-

Open Corpus Adaptation++ in GALE: Friend or Foe?

David Smits

d.smits@tue.nl 0

Paul De Bra

debra@win.tue.nl 0 0 Faculty of Mathematics and Computer Science, Eindhoven University of Technology , Postbus 513, 5600 MB Eindhoven , The Netherlands

“Open” has quickly become the hottest topic in any field related to information, including open government data, open learning resources, open user models, … Open Corpus Adaptation has been defined as the ability to perform adaptation to resources located anywhere on the Web. This leaves the definition of and control over the adaptation in a central place. GALE adds the ability to have the adaptation (definition) distributed over the Web. In this paper we describe how GALE achieves this functionality and we raise the question whether this is actually a desired feature or potentially a dangerous addition with unintended consequences.

Using hypertext to open up and link all available information was first suggested by Ted Nelson when introducing Xanadu (see http://www.xanadu.net/) and became a reality soon after the introduction of the Web. The initial Web was a “safe” environment, where all information was static. The browser could download any web page and display it, and the user would be assured that this would not have any side effects. Since then the (on-line) world has become much more dynamic. Our data resides “in the cloud”, processing is done “in the cloud”, but even when just accessing websites they know (remember) who we are, and they may cause our browser to execute code we have no control over.

So far adaptive hypermedia applications have been “safe”: an adaptive application is served by a single adaptive hypermedia system (AHS), providing adaptation to local resources, and storing user-related information in a local database. These applications are also “closed”. Initiatives to open up AHS have so far approached two aspects: 1) the user model has become distributed [1], integrating information coming from many different adaptive and non-adaptive applications, including social networks, and 2) the resources have become distributed in open corpus adaptive hypermedia [2]. Distributing user model and resources has also been a goal in the GRAPPLE project (http://www.grapple-project.org/) in which GALE (the GRAPPLE Adaptive Learning Environment) was developed. Within GRAPPLE it was foreseen that the definition of the adaptation would be kept centralized, created through a graphical authoring toolset GAT (GRAPPLE Authoring Tool) [3]. GALE has been designed to be able to perform to resources that can be loaded from anywhere on the Web (retrieved through HTTP). This leads to a seemingly strange situation: an author defines adaptation for a resource in GAT and GALE performs adaptation to that resource that is created by someone else, located anywhere in the world, without the author of the resource having any influence on the adaptation that will be performed to that resource. Would it not be logical to enable authors of resources to also define the adaptation (and user model updates) associated with that resource? This is exactly what the Open Corpus Service in GALE allows. In Sect. 2 we describe this “open corpus adaptation++” and then (Sect. 3) we discuss the feasibility of actually uptake of this functionality and the potential dangers involved. 2

Open Corpus Adaptation++ in GALE

In “standard” use an application is defined by an author and added to GALE through the “CAM update service”, resulting in a domain model (DM) which in GALE contains the conceptual structure and the adaptation for the application. The GALE event bus can connect different DM services with the common adaptation engine. It can also connect different user model services, including an internal GALE user model service and an external GRAPPLE User Model Framework GUMF. In this paper we concentrate on the Open Corpus Service, which is a DM service.

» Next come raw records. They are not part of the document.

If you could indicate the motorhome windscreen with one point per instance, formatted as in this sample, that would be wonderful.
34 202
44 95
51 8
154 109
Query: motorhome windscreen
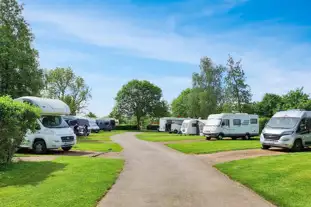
53 122
213 122
283 122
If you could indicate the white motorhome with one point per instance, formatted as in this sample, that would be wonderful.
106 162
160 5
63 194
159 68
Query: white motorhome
192 126
234 125
288 129
170 124
52 131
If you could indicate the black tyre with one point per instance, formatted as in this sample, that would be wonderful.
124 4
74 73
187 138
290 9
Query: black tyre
39 147
220 136
66 149
297 146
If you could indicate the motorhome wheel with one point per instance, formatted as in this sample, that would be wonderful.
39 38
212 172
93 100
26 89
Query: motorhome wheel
39 147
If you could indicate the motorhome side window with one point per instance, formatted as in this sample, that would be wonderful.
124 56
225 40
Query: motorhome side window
237 122
226 122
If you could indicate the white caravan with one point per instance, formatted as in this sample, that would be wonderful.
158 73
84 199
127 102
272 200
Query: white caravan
234 125
170 124
288 129
192 126
52 131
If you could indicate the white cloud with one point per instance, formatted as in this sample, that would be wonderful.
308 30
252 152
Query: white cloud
273 62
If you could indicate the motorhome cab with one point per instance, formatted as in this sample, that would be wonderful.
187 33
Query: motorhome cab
170 124
52 131
234 125
288 129
192 126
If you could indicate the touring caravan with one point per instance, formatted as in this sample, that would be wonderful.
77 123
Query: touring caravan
288 129
52 131
234 125
170 124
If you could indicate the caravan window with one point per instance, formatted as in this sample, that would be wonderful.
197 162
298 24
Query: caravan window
237 122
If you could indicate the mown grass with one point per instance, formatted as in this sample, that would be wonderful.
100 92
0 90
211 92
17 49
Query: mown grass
64 182
165 137
214 146
99 142
284 179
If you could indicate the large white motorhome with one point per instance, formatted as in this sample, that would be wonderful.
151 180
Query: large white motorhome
234 125
288 129
192 126
52 131
170 124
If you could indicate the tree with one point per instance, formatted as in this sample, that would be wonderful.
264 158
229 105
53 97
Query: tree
139 99
63 84
237 91
91 115
19 72
180 104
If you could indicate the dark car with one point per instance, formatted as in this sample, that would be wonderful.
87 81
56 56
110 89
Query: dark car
80 126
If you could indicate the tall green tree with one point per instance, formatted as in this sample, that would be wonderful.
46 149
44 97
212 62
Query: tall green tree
180 104
237 90
19 72
139 99
62 83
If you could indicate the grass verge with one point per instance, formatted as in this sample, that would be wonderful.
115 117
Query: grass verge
165 137
66 181
214 146
283 179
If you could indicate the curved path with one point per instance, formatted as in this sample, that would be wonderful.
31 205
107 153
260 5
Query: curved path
156 176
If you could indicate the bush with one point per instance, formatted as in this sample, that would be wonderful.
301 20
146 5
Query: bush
15 119
262 123
126 127
152 127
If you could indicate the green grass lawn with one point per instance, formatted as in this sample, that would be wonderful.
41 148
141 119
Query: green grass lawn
64 182
284 179
164 137
215 146
99 142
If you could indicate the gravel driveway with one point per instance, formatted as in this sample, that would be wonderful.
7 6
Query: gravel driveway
157 176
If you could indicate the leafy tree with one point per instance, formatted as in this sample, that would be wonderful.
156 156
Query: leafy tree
180 104
63 84
91 115
139 99
270 104
19 73
237 91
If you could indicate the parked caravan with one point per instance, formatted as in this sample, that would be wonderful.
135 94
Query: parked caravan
52 131
288 129
170 124
234 125
93 126
79 125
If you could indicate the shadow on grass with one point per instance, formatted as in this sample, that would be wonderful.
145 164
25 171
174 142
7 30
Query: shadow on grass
27 173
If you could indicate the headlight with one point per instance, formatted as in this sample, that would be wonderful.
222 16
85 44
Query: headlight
287 133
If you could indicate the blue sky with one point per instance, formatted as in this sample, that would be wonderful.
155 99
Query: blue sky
109 42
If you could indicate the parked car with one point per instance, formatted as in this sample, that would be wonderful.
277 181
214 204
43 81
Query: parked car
80 126
234 125
288 129
52 131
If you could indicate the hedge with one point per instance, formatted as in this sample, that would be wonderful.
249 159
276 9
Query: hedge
126 127
262 123
152 127
16 118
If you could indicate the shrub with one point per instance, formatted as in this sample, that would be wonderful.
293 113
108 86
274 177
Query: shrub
262 123
126 127
153 127
15 119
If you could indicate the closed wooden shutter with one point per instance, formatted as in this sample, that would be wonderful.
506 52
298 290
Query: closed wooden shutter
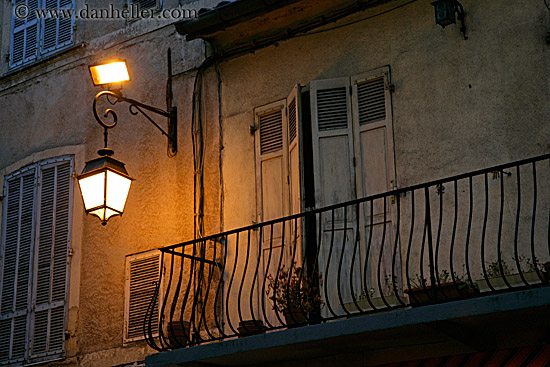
57 32
272 163
17 265
333 162
51 253
35 240
332 136
272 188
24 34
373 133
142 276
295 167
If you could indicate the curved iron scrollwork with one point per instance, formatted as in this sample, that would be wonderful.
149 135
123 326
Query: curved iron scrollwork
135 108
138 107
108 112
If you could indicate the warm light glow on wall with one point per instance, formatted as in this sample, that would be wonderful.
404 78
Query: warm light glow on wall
114 72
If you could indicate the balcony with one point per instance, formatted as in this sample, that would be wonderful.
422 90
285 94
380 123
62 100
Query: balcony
456 242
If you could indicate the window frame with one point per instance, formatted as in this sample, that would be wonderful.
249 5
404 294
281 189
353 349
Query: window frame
39 53
32 307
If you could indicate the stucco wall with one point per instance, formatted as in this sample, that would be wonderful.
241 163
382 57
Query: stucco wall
48 106
458 105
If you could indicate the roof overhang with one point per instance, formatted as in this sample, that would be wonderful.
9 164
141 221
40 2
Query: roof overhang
246 25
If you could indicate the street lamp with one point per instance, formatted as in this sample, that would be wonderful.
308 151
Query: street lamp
445 14
104 182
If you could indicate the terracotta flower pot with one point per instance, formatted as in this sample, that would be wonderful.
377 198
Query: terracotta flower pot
251 327
444 291
294 316
179 334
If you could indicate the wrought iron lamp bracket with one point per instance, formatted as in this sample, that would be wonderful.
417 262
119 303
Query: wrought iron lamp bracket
136 107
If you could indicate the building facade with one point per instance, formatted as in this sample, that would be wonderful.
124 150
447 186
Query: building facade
401 156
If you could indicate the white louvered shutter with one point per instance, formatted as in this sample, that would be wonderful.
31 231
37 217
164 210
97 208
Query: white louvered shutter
57 32
17 262
24 34
373 131
51 253
272 164
142 276
272 186
332 140
333 164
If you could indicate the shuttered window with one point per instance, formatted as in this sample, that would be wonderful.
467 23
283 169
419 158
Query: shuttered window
271 132
142 277
33 38
34 265
371 99
332 108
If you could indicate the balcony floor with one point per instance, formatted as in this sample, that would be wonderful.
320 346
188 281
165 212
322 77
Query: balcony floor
487 323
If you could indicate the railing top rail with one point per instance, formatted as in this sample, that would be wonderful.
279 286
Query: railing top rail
360 200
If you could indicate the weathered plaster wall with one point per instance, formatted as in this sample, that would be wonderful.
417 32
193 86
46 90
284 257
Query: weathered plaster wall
458 105
49 106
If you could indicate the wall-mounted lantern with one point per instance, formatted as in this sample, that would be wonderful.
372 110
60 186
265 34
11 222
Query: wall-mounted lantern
104 182
445 14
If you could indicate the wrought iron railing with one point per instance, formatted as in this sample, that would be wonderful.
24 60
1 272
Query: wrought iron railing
465 236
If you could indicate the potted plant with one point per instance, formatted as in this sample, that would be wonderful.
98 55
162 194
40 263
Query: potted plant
422 292
179 333
369 300
251 327
294 294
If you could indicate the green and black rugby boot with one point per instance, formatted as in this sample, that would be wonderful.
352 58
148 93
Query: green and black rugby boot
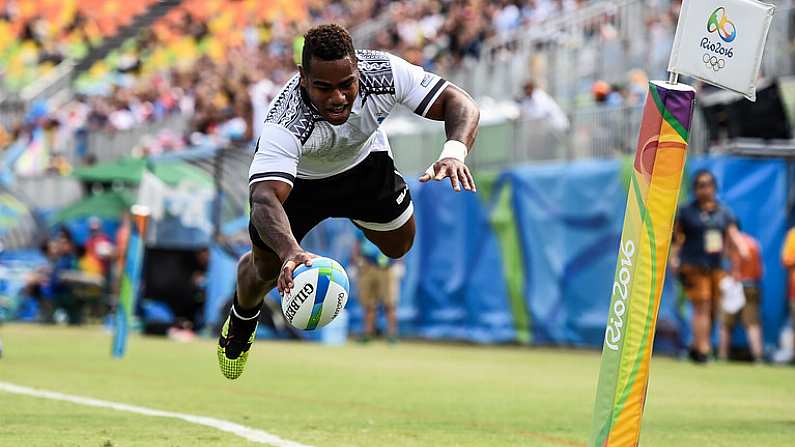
235 341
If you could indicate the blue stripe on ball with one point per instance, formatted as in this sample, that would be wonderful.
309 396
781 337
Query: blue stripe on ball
301 268
323 280
340 278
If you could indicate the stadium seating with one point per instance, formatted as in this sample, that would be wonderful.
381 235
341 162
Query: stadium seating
35 36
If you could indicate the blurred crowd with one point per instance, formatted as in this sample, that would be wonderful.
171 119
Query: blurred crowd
37 35
217 64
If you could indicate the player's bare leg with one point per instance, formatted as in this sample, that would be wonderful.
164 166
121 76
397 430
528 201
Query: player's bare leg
256 276
394 243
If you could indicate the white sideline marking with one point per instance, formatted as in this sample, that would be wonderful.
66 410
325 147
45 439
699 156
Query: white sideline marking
240 430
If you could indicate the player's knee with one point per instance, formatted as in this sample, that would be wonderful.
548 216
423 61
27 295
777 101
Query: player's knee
398 249
262 269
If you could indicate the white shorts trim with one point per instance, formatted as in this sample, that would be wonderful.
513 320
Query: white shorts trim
389 226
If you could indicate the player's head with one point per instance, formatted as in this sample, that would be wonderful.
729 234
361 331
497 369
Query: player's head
704 186
329 72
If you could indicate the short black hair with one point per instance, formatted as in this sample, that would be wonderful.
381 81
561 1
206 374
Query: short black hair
704 173
328 43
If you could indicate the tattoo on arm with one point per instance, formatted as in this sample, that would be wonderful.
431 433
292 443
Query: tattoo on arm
459 113
270 220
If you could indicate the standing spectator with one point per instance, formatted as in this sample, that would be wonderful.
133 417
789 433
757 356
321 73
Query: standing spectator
99 249
703 229
747 271
537 105
377 285
788 259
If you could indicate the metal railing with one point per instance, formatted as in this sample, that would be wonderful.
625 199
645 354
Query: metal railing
601 41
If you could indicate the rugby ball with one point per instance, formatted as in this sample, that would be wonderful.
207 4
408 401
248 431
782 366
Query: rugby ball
319 294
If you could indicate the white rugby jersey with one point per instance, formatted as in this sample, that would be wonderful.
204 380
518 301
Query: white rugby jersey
297 142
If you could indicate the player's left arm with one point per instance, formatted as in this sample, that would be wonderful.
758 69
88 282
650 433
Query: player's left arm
430 96
461 117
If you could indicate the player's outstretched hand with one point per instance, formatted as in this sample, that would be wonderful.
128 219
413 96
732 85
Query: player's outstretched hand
285 280
453 168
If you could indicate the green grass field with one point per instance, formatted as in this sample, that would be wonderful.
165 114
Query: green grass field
371 395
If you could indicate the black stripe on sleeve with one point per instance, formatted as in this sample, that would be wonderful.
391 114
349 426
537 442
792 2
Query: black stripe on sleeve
429 96
283 175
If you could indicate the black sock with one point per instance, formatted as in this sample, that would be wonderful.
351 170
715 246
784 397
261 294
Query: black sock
242 313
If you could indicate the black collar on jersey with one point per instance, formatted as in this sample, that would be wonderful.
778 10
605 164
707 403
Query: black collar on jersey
308 103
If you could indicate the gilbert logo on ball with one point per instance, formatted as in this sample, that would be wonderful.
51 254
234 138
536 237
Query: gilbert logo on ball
319 294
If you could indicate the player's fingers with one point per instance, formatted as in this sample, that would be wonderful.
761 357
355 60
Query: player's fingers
462 174
471 180
287 275
441 172
454 180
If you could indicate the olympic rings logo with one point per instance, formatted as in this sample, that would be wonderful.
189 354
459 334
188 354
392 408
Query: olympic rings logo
713 62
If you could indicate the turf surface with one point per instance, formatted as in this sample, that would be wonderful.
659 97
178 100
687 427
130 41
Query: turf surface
371 395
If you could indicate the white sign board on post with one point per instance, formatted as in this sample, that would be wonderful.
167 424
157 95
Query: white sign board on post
721 42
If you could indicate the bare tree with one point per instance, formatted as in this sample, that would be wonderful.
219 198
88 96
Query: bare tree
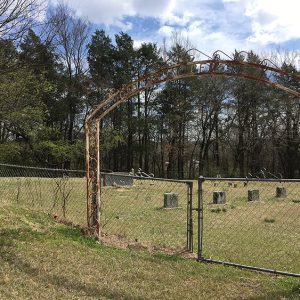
70 36
17 16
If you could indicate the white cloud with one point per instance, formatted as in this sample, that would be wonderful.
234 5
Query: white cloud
273 21
209 24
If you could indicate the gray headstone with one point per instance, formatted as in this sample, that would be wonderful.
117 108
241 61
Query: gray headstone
253 195
170 200
280 192
219 197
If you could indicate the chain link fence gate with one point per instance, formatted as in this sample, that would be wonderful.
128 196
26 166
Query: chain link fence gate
250 223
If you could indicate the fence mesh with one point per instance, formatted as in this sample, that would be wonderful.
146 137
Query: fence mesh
257 225
55 191
133 209
151 211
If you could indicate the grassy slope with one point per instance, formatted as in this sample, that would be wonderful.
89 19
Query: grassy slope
40 259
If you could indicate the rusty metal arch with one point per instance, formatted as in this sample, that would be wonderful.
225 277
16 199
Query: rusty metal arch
208 67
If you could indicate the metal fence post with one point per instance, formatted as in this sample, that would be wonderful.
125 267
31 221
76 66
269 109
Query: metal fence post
200 217
190 217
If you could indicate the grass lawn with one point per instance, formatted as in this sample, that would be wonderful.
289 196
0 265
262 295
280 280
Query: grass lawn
264 233
41 259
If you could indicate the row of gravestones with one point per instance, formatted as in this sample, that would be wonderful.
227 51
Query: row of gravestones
219 197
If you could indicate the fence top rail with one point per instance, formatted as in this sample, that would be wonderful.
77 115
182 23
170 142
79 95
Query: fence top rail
149 178
41 169
251 179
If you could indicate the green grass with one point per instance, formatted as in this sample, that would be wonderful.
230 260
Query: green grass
41 259
235 231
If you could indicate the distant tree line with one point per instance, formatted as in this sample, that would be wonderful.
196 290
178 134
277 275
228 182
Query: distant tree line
52 77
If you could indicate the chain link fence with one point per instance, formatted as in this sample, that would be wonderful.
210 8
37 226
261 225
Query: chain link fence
150 212
250 222
155 212
56 191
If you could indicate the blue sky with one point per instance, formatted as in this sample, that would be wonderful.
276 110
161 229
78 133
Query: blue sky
210 25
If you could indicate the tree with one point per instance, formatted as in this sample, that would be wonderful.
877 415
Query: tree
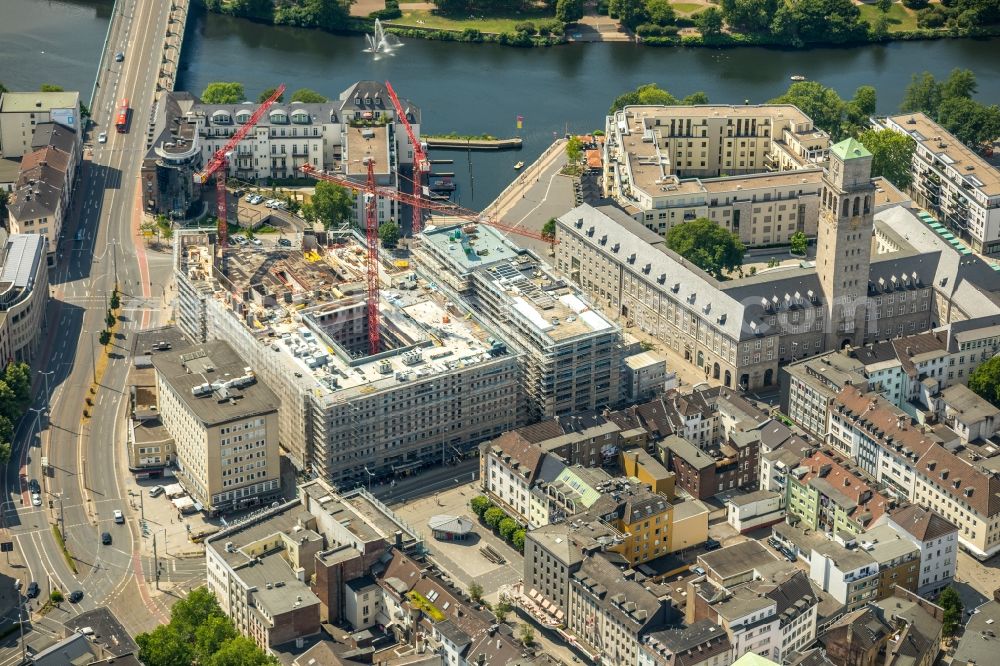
332 204
630 12
707 245
923 94
749 16
507 528
952 605
307 96
480 504
388 233
660 12
517 540
569 11
709 22
892 155
799 243
648 94
574 149
223 92
985 381
493 516
264 96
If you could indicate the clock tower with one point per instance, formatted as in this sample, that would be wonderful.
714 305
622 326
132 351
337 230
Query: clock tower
843 243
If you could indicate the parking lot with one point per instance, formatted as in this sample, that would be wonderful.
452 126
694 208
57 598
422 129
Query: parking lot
462 560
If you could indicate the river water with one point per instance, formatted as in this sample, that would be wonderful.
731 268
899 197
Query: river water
475 88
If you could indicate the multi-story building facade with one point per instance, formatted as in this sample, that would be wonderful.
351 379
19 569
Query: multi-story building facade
570 355
953 182
937 541
224 423
22 112
443 382
24 295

A domain model in GALE is defined using the GAM language (GALE application model). The authoring process normally results in a set of concepts with for each concept the associated GAM code that defines properties, user model attributes and event code for the concept and its attributes. All requests to GALE normally specify a concept (not a web page). When the concept specification refers to a concept on an external server (the concept is requested from another server through HTTP) the Open Corpus service retrieves that concept and scans the file for a <meta> element with a ‘name’ attribute with value ‘gale.dm’. When no information for the current concept is found, the Open Corpus service searches for files called concept.gdom and concept.gam (where concept stands for the actual concept name). It does so from the current path in the URL up to the root of the server specified. The first description found on the current concept is used.

Below is an example http://gale.win.tue.nl/elearning.xhtml (taken from [4]) with the following content: <?xml version="1.0" encoding="UTF-8"?> <html xmlns=http://www.w3.org/1999/xhtml

xmlns:gale="http://gale.tue.nl/adaptation"> <head> <meta name="gale.dm" content=" { #[visited]:Integer `0` { event `if (${#suitability} && ${#read} < 100)

#{#read, 100}; else if (!${#suitability} && ${#read} < 35)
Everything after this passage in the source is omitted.